Second, Clinton restated that there is no substitute for active American leadership. This, perhaps, was a signal meant for the Europeans and the UN, who have pushed for greater involvement in the process by the Quartet, which is made up of the US, EU, Russia and the UN.

In recent days, though, there have been a number of reports saying the US has been behind a push by England, France and Germany to get the Quartet to issue a statement saying a future Israeli-Palestinian agreement should be based on the pre-1967 lines, with agreedupon land swaps.

According to this way of thinking, the US was engaged in the classic good cop/bad cop routine, with the EU in the bad cop role vis-a-vis Israel, but with the US encouraging it to play that role in order to pressure Jerusalem.

One problem with this theory, however, is that the US would have wanted to see the Quartet meet in Berlin on Friday, as expected, rather than working behind the scenes to scuttle it. Indeed, the Quartet meeting – first planned for last month – has been put off yet again.

Clinton’s remarks about an upcoming Obama speech on the region mean we are now waiting for two major policy addresses: Netanyahu’s, dubbed in the press as “Bar Ilan II,” and now Obama’s, which can be called “Cairo II.”

But it is not beyond credulity that once Obama gives his speech, Netanyahu won’t have to give his – or it will be significantly less initiative-oriented than might have been expected.

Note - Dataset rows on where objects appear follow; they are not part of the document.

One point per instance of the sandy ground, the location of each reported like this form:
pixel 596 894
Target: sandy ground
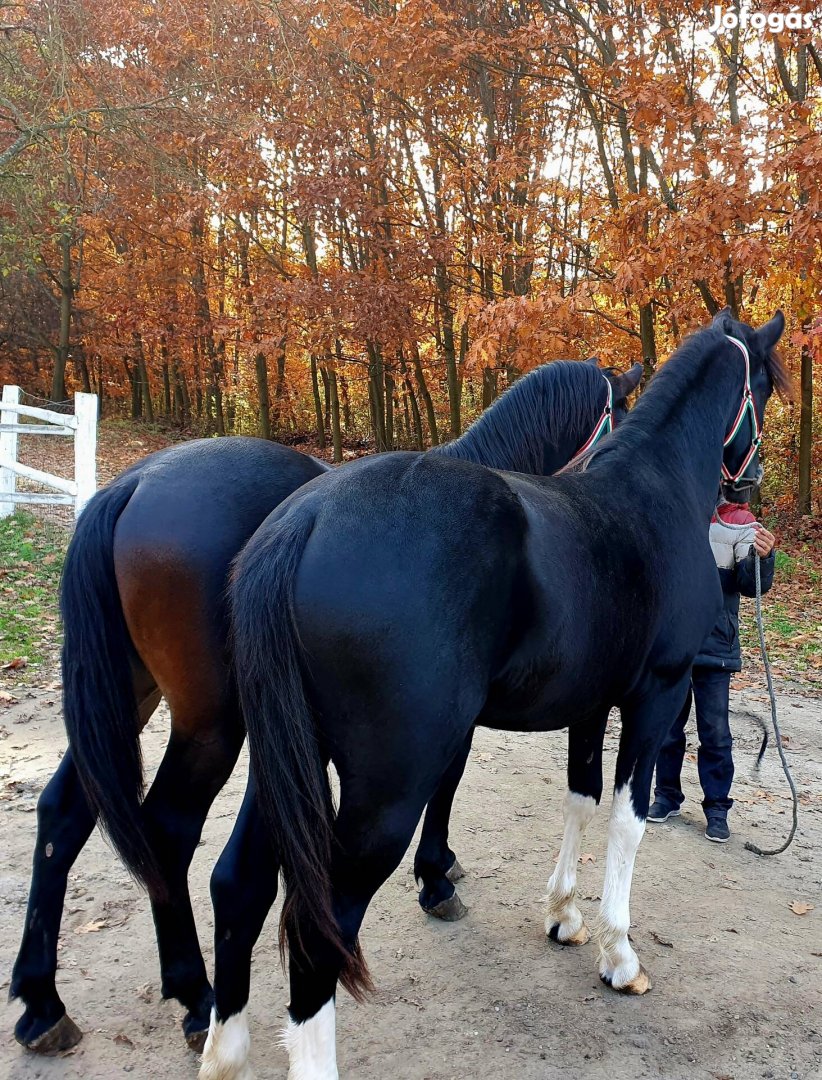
pixel 737 973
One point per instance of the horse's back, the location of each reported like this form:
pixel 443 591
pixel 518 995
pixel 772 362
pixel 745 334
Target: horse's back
pixel 402 597
pixel 193 509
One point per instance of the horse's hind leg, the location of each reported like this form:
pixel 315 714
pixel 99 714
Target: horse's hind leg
pixel 645 724
pixel 435 866
pixel 564 921
pixel 243 891
pixel 192 771
pixel 371 856
pixel 64 824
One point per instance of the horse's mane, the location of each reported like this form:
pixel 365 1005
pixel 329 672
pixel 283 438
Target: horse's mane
pixel 537 410
pixel 672 381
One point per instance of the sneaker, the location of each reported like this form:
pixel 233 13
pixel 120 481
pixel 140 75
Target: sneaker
pixel 717 828
pixel 661 811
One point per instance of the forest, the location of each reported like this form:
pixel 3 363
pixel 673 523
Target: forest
pixel 356 221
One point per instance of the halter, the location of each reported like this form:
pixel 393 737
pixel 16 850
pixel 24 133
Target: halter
pixel 746 406
pixel 604 424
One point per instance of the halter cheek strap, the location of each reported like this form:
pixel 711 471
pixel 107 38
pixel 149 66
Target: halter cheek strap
pixel 748 406
pixel 604 424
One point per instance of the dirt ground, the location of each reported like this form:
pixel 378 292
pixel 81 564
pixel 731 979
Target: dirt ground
pixel 737 972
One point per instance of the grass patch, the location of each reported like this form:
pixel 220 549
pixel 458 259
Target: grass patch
pixel 31 555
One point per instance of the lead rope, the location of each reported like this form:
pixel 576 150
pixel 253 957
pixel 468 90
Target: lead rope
pixel 749 846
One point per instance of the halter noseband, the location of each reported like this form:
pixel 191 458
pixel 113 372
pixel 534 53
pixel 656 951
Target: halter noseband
pixel 604 424
pixel 746 406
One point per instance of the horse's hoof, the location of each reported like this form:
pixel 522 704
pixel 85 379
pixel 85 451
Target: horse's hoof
pixel 456 873
pixel 639 984
pixel 580 937
pixel 62 1036
pixel 449 910
pixel 196 1027
pixel 196 1040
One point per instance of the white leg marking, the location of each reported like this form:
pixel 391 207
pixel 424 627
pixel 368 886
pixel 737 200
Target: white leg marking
pixel 226 1053
pixel 312 1047
pixel 618 962
pixel 562 886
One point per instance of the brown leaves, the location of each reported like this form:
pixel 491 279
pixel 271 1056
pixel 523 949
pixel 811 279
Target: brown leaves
pixel 92 928
pixel 800 907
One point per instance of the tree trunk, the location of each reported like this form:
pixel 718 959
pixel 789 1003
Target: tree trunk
pixel 263 395
pixel 431 416
pixel 489 387
pixel 806 429
pixel 318 404
pixel 389 410
pixel 66 295
pixel 142 375
pixel 336 433
pixel 376 381
pixel 647 338
pixel 415 408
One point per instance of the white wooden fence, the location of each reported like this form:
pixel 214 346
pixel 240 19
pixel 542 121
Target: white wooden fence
pixel 81 426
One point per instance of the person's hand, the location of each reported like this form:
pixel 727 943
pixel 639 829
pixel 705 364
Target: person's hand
pixel 763 541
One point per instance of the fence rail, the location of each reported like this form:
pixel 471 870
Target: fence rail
pixel 81 427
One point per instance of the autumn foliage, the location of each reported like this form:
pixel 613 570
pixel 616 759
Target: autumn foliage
pixel 364 218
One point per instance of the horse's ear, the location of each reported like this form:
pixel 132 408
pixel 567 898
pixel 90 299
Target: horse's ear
pixel 771 332
pixel 623 385
pixel 724 320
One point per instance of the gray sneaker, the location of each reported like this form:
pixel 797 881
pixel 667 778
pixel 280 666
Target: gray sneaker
pixel 717 828
pixel 661 811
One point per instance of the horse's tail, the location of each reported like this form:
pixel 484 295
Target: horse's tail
pixel 293 787
pixel 98 703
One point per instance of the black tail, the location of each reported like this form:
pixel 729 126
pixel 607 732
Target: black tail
pixel 292 782
pixel 98 703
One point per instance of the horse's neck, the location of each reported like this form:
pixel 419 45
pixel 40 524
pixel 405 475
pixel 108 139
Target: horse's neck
pixel 684 437
pixel 539 455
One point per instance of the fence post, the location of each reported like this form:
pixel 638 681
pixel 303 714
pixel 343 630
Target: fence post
pixel 85 449
pixel 9 450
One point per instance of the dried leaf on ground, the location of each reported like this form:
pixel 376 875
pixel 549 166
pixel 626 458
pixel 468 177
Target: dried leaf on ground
pixel 800 907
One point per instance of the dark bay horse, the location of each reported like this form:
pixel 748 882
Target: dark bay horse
pixel 383 610
pixel 144 610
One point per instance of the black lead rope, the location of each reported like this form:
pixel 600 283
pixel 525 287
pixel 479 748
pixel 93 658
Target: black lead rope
pixel 749 846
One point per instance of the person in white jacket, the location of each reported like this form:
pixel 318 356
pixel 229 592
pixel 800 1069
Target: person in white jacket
pixel 736 536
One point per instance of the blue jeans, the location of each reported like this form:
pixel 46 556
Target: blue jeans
pixel 710 690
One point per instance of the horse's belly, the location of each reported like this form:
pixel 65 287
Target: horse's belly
pixel 544 703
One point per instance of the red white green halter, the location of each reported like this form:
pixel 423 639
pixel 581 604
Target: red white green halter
pixel 748 406
pixel 604 424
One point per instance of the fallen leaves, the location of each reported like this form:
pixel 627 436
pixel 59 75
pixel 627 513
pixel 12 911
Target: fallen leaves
pixel 800 907
pixel 92 928
pixel 660 940
pixel 14 665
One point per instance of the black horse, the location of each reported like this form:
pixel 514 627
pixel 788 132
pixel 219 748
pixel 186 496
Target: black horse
pixel 144 609
pixel 383 610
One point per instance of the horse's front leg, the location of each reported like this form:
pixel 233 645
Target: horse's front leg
pixel 564 922
pixel 435 867
pixel 645 724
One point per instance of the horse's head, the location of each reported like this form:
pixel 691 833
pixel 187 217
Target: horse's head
pixel 741 471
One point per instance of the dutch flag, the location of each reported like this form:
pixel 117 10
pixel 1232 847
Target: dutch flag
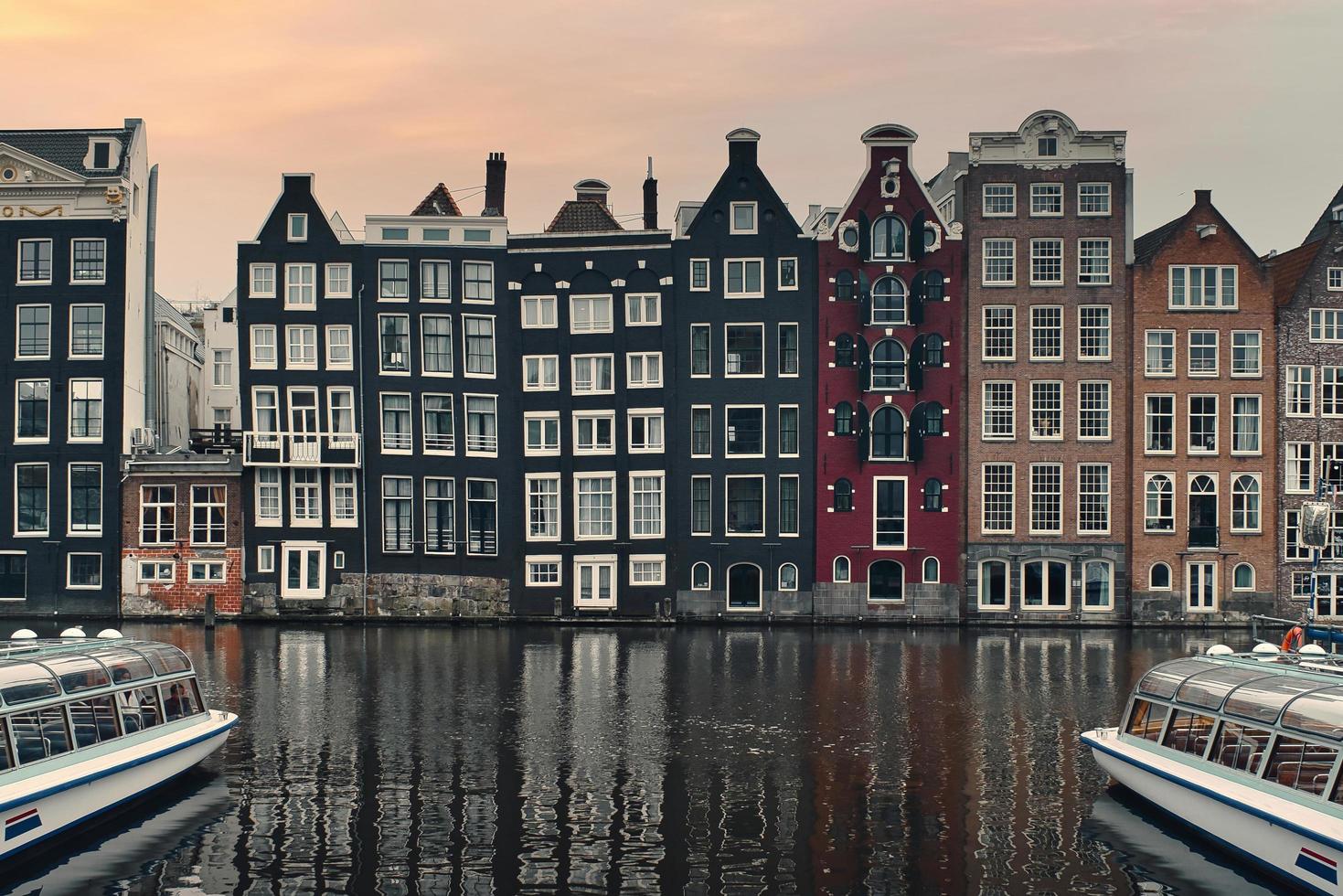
pixel 1319 865
pixel 22 824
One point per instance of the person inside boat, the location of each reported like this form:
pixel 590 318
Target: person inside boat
pixel 126 703
pixel 176 706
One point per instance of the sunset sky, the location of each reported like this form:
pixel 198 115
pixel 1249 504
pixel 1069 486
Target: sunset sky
pixel 384 100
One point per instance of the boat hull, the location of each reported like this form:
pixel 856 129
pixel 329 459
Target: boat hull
pixel 1277 836
pixel 37 809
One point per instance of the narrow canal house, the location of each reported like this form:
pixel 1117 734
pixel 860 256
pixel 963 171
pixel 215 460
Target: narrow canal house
pixel 1205 423
pixel 744 321
pixel 1308 291
pixel 1048 229
pixel 372 392
pixel 595 351
pixel 77 298
pixel 890 411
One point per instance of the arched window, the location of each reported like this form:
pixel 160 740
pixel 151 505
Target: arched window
pixel 933 570
pixel 1159 515
pixel 888 432
pixel 935 286
pixel 993 584
pixel 888 238
pixel 888 366
pixel 844 496
pixel 1245 504
pixel 844 418
pixel 933 418
pixel 933 495
pixel 890 303
pixel 933 351
pixel 885 581
pixel 1097 584
pixel 844 349
pixel 844 286
pixel 841 569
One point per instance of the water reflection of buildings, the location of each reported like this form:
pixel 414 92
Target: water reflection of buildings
pixel 464 761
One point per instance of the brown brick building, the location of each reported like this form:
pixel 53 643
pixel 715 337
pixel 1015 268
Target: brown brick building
pixel 1205 423
pixel 182 534
pixel 1308 288
pixel 1048 237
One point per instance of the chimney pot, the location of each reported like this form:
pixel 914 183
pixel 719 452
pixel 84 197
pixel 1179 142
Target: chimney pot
pixel 496 171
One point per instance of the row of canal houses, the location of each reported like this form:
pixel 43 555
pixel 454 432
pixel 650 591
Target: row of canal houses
pixel 973 397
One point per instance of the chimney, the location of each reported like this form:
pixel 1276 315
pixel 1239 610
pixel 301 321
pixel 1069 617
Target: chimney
pixel 495 172
pixel 592 189
pixel 650 199
pixel 741 146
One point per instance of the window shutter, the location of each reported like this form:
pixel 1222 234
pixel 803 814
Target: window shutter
pixel 916 229
pixel 862 357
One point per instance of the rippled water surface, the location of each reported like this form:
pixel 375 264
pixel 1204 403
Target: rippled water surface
pixel 689 761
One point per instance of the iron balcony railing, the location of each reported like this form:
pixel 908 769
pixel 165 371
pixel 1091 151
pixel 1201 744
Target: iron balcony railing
pixel 303 449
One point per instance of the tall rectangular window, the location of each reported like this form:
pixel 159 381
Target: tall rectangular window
pixel 437 344
pixel 86 331
pixel 700 349
pixel 440 515
pixel 85 498
pixel 1047 498
pixel 398 531
pixel 998 497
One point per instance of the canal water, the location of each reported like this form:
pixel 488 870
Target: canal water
pixel 391 759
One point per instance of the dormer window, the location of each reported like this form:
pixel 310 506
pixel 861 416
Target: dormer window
pixel 743 218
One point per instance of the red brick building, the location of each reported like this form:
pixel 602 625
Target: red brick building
pixel 182 534
pixel 890 395
pixel 1205 423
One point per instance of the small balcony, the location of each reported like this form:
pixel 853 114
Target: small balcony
pixel 301 449
pixel 1203 536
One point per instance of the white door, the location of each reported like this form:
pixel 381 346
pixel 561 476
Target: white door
pixel 1201 586
pixel 594 581
pixel 303 570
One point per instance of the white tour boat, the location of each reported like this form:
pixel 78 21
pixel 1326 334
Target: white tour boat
pixel 88 724
pixel 1245 749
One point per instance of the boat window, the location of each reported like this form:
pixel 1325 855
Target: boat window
pixel 1147 719
pixel 93 720
pixel 39 733
pixel 1240 747
pixel 1165 678
pixel 123 666
pixel 1264 700
pixel 1208 689
pixel 26 681
pixel 1300 764
pixel 78 673
pixel 180 699
pixel 165 658
pixel 1316 713
pixel 1188 732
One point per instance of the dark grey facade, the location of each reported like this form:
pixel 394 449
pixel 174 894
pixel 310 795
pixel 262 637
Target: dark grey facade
pixel 744 321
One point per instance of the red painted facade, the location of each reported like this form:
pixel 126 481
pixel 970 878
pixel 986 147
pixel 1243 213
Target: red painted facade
pixel 857 245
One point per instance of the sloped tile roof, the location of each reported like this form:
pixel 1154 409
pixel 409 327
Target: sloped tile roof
pixel 1288 269
pixel 68 148
pixel 581 217
pixel 438 202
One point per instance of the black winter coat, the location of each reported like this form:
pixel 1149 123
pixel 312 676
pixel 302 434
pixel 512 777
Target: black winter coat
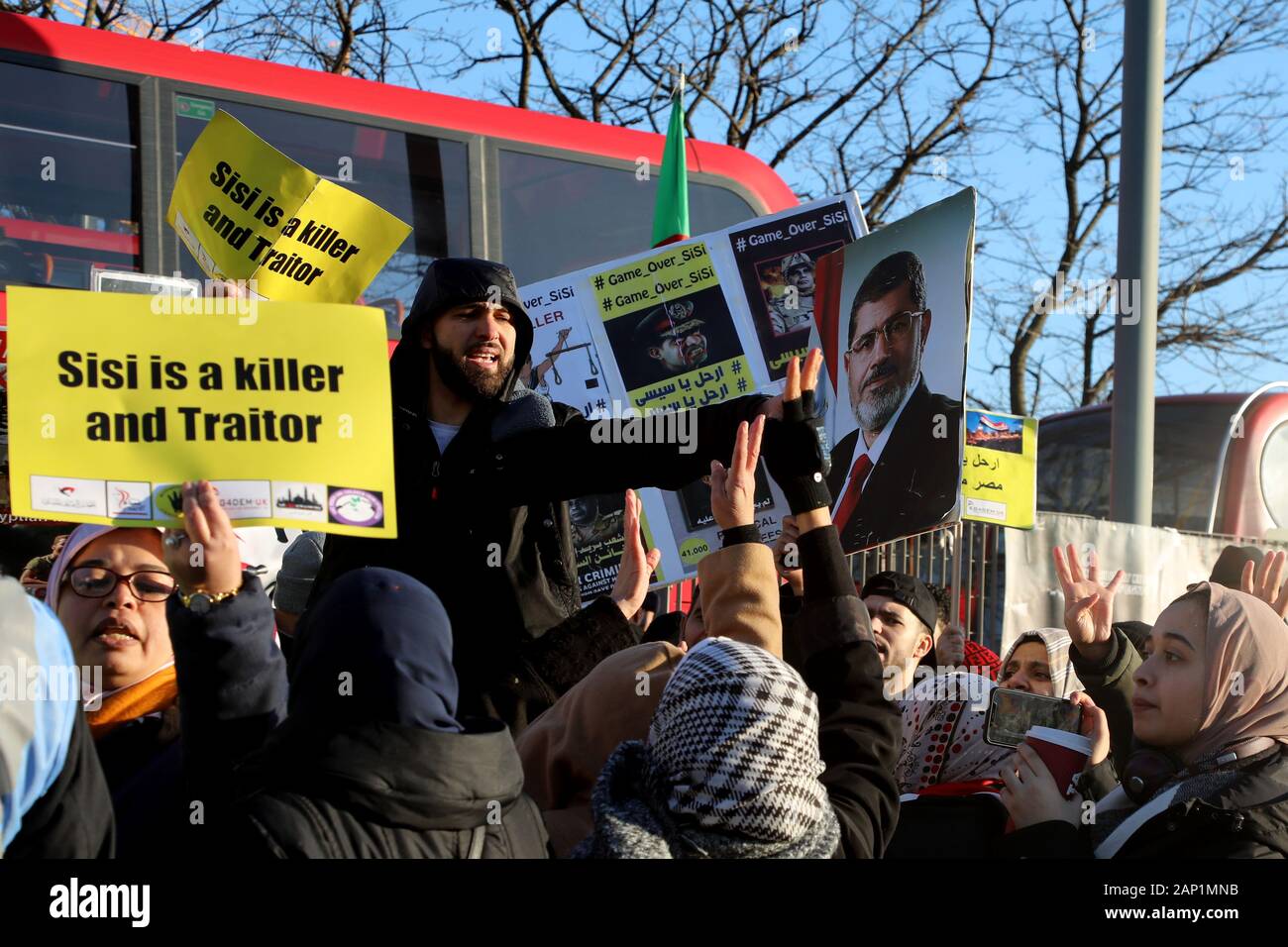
pixel 1244 819
pixel 829 643
pixel 300 787
pixel 485 526
pixel 389 791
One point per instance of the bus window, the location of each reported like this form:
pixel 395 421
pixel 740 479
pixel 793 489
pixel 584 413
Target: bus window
pixel 1274 484
pixel 68 176
pixel 550 206
pixel 1074 460
pixel 421 180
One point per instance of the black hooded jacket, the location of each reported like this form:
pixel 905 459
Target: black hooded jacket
pixel 485 523
pixel 372 761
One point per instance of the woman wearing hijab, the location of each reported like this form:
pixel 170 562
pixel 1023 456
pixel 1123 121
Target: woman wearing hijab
pixel 948 804
pixel 53 797
pixel 1038 663
pixel 1210 706
pixel 110 587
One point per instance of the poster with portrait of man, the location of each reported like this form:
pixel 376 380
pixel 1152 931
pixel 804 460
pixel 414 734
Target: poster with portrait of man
pixel 776 261
pixel 671 333
pixel 896 325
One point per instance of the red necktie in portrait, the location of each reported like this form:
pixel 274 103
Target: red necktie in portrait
pixel 858 474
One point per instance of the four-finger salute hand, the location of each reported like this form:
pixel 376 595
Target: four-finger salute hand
pixel 795 451
pixel 733 491
pixel 1267 581
pixel 636 569
pixel 204 556
pixel 1089 607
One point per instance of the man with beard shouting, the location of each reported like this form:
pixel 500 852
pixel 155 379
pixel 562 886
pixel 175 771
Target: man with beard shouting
pixel 902 476
pixel 483 471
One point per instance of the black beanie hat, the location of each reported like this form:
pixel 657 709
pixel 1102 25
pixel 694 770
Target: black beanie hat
pixel 909 591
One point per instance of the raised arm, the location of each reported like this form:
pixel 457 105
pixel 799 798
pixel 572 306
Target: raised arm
pixel 833 650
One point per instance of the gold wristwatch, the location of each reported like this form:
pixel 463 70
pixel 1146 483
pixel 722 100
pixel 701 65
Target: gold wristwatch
pixel 200 602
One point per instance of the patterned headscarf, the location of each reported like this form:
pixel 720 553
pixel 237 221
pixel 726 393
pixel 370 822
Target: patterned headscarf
pixel 733 745
pixel 943 733
pixel 1064 681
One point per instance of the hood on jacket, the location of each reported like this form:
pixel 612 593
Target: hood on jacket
pixel 377 648
pixel 372 715
pixel 452 281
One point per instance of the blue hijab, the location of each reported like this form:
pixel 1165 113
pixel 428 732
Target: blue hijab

This is because Netanyahu is in a bind. The Palestinians won’t talk to him, and much of the world either doesn’t trust him or thinks he is being uncooperative.

Which likely means that any initiative he launches – if it comes from his mouth – will be dead in the water. The Palestinians will reject anything he offers, and the Europeans will look at it with skepticism – because he is the one doing the offering.

But if Obama launches an initiative, that is a different story.

In the hundreds of hours of talks that Netanyahu’s envoy, Yitzhak Molcho, has had with the White House over the past few months, he probably was trying to convince the Americans to accept certain Israeli initiatives and then present them as their own.

No one is saying whether the Americans have adopted any of these ideas, and it is certain that the Palestinians – in their own talks with the US – are playing the same game. But when Obama does give his Middle East and North African speech, and when he does relate in that speech to the Israeli-Palestinian conflict, what the world might hear is elements of ideas that Netanyahu would have liked to say but couldn’t, because if he had, they would have been summarily dismissed.